La más zorra de todas las zorras

Ser sumisa no es una mujer cualquiera que se rinde a los deseos, caprichos y órdenes de un Amo sin voluntad ni discernimiento como una simple mortal.

Es una mujer en esencia hembra que lleva sus hormonas revoltosas y sus deseos puestos a disposición de un Amo que realmente la merezca.

Puede transformarse en lo que el desee, desde la más puta de las perras a la más sofisticada de las de las mujeres.

La desnudez del alma y a su vez del cuerpo es la clave para hacerse inolvidable. En nuestra piel se escribe la vida; historias grandes y pequeñas, vivencias, experiencias, penas y alegrías, pero por sobre todo la satisfacción y la entrega mutua, esa que se graba en nuestra memoria y que al primer recuerdo excita al primer roce.

Mi Amo y yo, hemos creado la sociedad perfecta, donde codificamos un lenguaje propio y con solo señales secretas concertamos nuestros encuentros para practicar nuestros rituales, nuestro arte con la maestría y la excelencia de cada uno.

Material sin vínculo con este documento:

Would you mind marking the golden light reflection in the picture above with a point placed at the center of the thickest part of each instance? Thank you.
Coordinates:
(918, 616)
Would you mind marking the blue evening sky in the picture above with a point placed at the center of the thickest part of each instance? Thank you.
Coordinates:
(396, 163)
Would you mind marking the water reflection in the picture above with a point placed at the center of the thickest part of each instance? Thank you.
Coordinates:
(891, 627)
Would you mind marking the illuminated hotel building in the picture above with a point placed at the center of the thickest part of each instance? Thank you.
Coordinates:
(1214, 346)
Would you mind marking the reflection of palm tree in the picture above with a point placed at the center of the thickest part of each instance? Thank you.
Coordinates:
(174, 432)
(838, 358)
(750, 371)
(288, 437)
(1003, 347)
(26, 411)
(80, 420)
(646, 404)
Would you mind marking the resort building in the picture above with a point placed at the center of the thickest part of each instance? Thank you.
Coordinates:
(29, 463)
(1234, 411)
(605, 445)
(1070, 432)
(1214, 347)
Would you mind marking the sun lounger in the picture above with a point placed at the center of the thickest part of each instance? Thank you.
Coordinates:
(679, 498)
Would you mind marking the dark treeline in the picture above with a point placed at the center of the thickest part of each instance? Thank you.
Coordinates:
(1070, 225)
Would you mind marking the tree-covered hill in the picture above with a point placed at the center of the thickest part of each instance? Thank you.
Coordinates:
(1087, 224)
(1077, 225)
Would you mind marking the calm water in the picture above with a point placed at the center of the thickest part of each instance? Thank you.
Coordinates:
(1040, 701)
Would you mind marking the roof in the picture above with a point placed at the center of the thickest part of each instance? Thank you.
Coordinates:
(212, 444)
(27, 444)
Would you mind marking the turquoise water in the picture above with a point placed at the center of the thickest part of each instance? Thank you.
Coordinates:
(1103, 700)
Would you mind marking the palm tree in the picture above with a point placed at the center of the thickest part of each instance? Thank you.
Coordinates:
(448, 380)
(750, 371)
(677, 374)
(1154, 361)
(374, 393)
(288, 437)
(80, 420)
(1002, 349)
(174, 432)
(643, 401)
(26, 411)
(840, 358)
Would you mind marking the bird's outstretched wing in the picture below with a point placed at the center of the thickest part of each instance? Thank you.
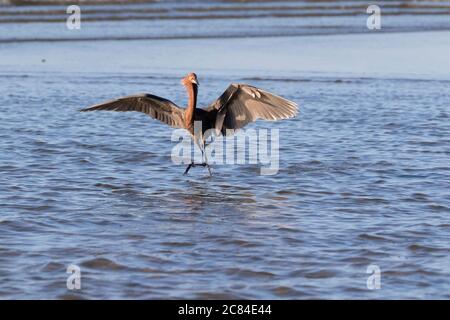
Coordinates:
(158, 108)
(241, 104)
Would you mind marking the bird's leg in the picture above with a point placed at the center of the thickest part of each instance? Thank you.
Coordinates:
(189, 167)
(206, 160)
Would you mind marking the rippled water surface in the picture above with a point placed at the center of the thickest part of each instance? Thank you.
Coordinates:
(364, 179)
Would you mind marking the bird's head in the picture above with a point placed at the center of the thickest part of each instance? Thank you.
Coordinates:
(191, 78)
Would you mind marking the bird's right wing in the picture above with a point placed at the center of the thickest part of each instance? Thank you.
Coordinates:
(158, 108)
(241, 104)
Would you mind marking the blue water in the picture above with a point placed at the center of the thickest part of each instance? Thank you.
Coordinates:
(364, 180)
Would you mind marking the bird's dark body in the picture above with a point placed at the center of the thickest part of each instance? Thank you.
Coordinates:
(239, 105)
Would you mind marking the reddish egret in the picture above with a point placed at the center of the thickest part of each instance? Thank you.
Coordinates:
(239, 105)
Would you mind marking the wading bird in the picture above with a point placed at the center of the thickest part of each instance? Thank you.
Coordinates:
(239, 105)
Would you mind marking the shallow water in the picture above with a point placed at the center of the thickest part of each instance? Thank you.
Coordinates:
(364, 177)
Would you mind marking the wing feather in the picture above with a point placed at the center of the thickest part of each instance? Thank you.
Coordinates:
(156, 107)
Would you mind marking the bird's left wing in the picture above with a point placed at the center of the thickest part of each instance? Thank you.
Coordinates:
(241, 104)
(158, 108)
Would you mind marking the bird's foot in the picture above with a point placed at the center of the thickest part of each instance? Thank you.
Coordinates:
(200, 164)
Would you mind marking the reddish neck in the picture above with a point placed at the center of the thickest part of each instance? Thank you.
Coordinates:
(192, 103)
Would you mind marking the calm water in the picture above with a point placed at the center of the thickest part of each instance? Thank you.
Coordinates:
(364, 178)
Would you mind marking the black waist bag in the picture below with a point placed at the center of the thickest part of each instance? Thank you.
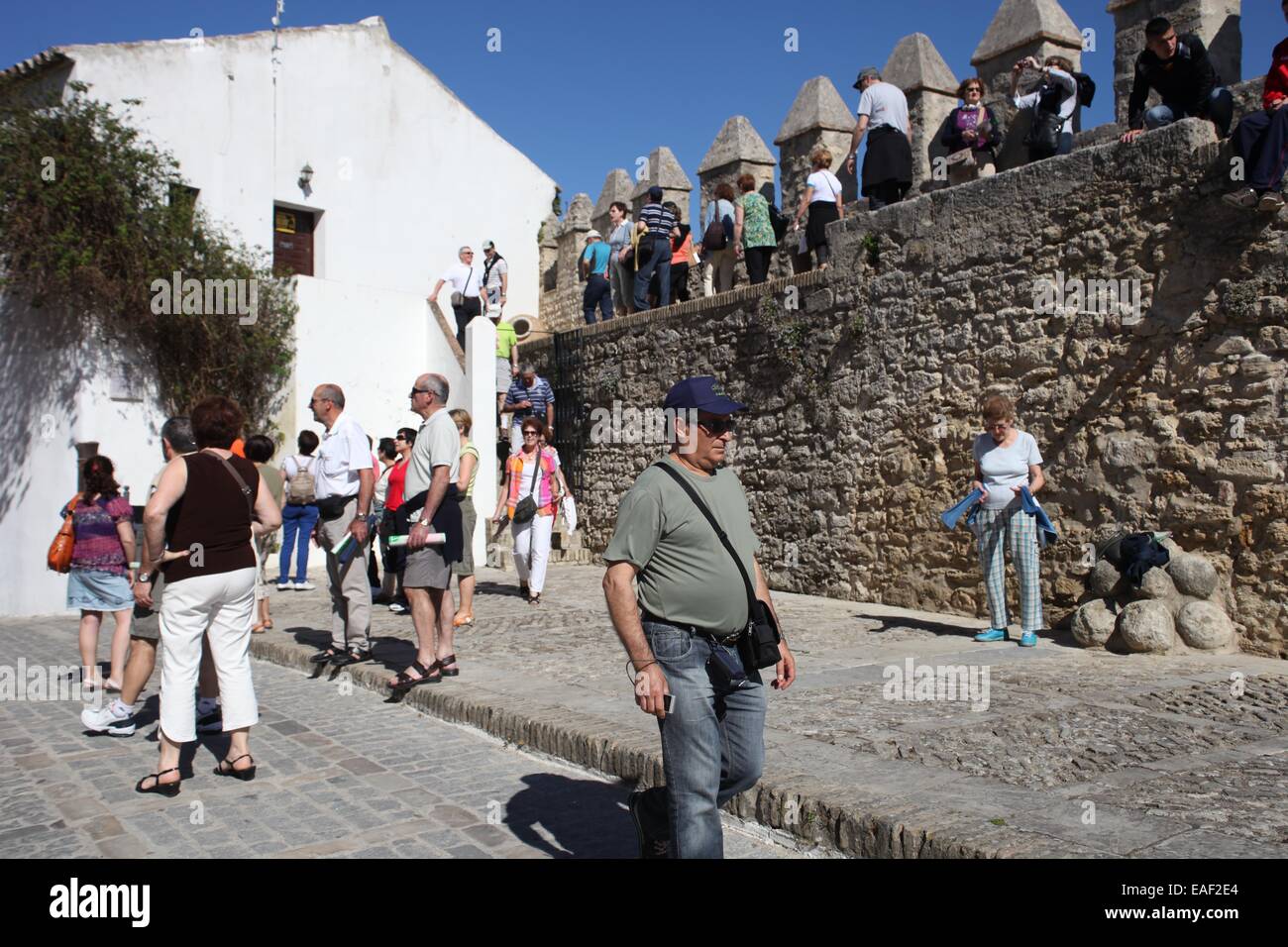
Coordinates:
(333, 506)
(758, 647)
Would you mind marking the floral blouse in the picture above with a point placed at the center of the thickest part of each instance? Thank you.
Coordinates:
(756, 230)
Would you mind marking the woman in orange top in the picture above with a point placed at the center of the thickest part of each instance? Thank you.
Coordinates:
(531, 539)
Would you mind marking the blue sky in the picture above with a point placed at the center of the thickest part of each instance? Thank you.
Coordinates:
(583, 88)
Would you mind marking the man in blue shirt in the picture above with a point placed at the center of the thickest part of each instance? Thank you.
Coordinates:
(656, 224)
(529, 397)
(593, 265)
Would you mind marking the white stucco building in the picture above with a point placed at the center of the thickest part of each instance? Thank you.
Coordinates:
(402, 174)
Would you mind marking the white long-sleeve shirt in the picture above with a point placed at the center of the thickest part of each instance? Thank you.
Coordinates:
(1067, 106)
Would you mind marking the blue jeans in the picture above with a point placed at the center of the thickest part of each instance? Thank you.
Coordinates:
(1220, 111)
(658, 262)
(597, 292)
(712, 744)
(296, 525)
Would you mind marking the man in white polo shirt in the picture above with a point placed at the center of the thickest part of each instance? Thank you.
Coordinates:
(432, 504)
(344, 483)
(467, 281)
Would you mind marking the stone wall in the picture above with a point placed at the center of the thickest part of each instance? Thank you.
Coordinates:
(863, 397)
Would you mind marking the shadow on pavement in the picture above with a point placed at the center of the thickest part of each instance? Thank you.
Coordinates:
(587, 818)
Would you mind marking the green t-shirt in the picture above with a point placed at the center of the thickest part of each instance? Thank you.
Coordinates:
(505, 339)
(473, 451)
(686, 575)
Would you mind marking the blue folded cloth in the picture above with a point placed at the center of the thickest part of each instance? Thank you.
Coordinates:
(1046, 532)
(951, 515)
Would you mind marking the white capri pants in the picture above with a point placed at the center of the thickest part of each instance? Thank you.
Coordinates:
(532, 551)
(220, 605)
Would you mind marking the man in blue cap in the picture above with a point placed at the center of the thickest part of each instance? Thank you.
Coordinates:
(656, 226)
(695, 608)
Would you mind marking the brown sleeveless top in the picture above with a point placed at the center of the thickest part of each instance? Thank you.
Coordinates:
(213, 514)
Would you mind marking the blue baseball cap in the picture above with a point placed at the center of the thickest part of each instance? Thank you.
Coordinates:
(702, 393)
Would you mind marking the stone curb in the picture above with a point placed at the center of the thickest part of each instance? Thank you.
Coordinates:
(589, 741)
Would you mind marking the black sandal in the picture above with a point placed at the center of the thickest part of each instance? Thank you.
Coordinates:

Soy su placer y responsabilidad, El, mi custodio incansable y protector universal.Si desea mi cuerpo, lo entrego satisfecha para que sus deseos y su voluntad sea mi única finalidad, pero él también me entrega toda la confianza, seguridad, goce y placer.

Así un día cualquiera en la cocina,  me pilla preparando su infusión favorita, aparece por detrás y coge mis senos, pellizca mis pezones que se endurecen tanto que me hace gemir  más de placer que de dolor. Muerde mis labios y recorre con su lengua el cuello, mientras con sus manos en mi entrepiernas en un solo movimiento me quita la ropa interior.

Me voltea y me sienta sobre la mesa donde abre mis piernas, sujeta mis caderas y me hace sentir su pene duro y firme que busca a ciegas la entrada a mi húmeda y resbalosa vagina que clama por tenerlo dentro.

Lo recibo tan caliente que el primer contacto de su pene al interior de mi vagina siento las primeras contracciones y acabo irremediablemente, cierro los ojos, me tiemblan las piernas y solo escucho sus gemidos detrás de mi oreja.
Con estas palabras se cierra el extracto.